Losses from all 32 counties are included from County Cork in the south to County Antrim in the north. Since the dawn of photography in the mid-19th century the economy of Ireland has changed dramatically, from a rural farming community to an upsurgent industrial and tech-savvy ‘Celtic Tiger’.
Cotton mills and country markets have all disappeared along with branch railways. Gone, too are the vestiges of British rule, such as statues to Queen Victoria and the monument to the Battle of the Boyne, when William of Orange crushed James II’s ambition for a Catholic throne.
On a smaller scale, the beloved theaters and cinemas from Dublin and Cork are included, along with emigration agencies, the familiar green double-deckers, the odd racecourse (a rarity in Ireland) and the ornate exterior of O’Meara’s Public House in Dublin.

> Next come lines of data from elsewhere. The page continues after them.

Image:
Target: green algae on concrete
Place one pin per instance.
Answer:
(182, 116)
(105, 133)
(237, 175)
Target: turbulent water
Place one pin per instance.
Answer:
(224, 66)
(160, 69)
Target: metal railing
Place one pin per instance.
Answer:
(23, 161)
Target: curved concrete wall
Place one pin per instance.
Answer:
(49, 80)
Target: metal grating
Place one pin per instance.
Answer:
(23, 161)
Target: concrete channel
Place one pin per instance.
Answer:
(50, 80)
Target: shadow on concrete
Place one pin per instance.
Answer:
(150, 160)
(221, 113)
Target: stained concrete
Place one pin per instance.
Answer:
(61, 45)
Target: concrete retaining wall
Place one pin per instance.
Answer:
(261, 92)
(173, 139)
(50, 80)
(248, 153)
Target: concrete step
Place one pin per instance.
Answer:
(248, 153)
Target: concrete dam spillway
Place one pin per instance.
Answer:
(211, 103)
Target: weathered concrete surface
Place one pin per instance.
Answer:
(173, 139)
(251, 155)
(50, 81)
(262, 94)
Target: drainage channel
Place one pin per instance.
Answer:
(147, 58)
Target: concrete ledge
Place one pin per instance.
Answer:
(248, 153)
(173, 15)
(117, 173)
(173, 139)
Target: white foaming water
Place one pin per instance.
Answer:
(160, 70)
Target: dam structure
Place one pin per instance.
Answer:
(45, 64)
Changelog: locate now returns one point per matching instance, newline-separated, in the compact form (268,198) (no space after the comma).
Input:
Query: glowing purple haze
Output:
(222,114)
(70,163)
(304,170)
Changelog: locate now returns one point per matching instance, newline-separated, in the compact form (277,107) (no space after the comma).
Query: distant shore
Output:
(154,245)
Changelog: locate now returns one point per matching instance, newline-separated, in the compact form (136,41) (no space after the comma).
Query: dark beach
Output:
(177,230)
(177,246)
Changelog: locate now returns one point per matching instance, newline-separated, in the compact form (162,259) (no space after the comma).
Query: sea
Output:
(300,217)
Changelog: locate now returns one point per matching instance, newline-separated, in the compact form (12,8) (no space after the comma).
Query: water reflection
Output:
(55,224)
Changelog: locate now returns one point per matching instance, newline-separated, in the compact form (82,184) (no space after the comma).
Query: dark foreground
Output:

Sites include: Queen Victoria Statue, Nelson’s Pillar, Ormond Quay ‘pissoir’, Portlaw Cotton Factory, Titanicshipyard in Belfast, Moorish Baths in Wicklow, Claddagh in Galway, Tipperary Arcade, Irish Hospitals Sweepstake Office, Achill Railway Terminus, Blasket Islands (abandoned), Slievemore, Salt House in Waterford, Belfast spinning mill, Queens Place in Cork, Dunscombe Fountain in Cork, Phoenix Park racecourse, Dunluce Castle (Game of Thrones), Longford Castle, and the magnificent O’Meara’s Public House in Dublin.